# Why is the non-zero value of spatial curvature +/- 1?

1. Nov 3, 2015

### sunrah

Going from the Newtonian to relativistic version of Friedmann's equation we use the substitution
$kc^{2} = -\frac{2U}{x^{2}}$

The derivation considers the equation of motion of a particle with classic Newtonian dynamics. I can sought of see that if space is flat the radius of curvature will be infinite, so spatial curvature will vanish, but why exactly is |k| = 1 when space is not flat ?

Also I'm guessing that k is actually a ratio of something over that things absolute value, e.g.
$k = \frac{thing}{\|thing\|}$, because why else would it be +/- 1 or 0?

2. Nov 3, 2015

### Chalnoth

It's purely a convention. By this convention, when $k = \pm 1$, the scale factor is the radius of curvature.

An alternative convention is to set the scale factor equal to 1 today. With this convention, the curvature parameter can take on any value, and is proportional to the inverse of the radius of curvature squared.

3. Nov 4, 2015

### sunrah

Thanks, do you know where I can learn more about his? The introductory cosmology books just state this without justifying it and that bugs me.

4. Nov 4, 2015

5. Nov 4, 2015

### sunrah

So the radius of curvature is a function of the scale factor, but why? That's what I'd like to know. It isn't obvious to me. Thanks

6. Nov 4, 2015

### Chalnoth

If the universe is described by a sphere, then the radius of curvature is the radius of the sphere. If you increase the distances between every two objects by a factor of two, you increase the radius of the sphere by a factor of two, and therefore increase the radius of curvature by a factor of two.

7. Nov 8, 2015

### Chronos

That only works for a finite universe.

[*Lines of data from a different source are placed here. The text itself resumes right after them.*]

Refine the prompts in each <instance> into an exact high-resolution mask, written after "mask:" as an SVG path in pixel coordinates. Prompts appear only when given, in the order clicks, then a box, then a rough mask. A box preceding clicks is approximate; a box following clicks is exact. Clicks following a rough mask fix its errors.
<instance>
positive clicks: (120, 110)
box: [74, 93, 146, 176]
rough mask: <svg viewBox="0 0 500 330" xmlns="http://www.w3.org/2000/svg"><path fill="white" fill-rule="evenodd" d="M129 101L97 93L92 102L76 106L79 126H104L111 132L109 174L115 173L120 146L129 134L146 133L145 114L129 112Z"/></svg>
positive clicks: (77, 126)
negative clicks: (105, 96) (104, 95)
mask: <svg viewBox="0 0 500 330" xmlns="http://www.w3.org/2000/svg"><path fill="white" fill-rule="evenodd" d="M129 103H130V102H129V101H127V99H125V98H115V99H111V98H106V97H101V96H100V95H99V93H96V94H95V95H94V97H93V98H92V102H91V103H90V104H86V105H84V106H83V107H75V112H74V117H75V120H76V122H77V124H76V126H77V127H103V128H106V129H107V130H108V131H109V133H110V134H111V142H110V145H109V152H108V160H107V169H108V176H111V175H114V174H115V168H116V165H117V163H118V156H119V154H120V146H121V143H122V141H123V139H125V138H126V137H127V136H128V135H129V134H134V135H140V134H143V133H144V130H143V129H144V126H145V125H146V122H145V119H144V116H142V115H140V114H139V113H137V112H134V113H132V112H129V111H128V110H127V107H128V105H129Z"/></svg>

But, then again, Einstein strongly favored that option having realized his field equations are not well behaved in the presence of infinities.

8. Nov 9, 2015

### Jorrie

Actually, it is a function of the curvature constant $\Omega_k= 1-\Omega_{total}$. The scale factor is just what it says, something to scale the effect of all the Omegas to earlier times. For a small positive curvature (i.e. a small negative curvature constant, unfortunately, due to legacy) the radius of spatial curvature is $R_k \approx R_{Hubble}/\sqrt{\Omega_{total} - 1}$. For spatially flat it blows up to infinity and for a spatially open universe it comes out as an imaginary number.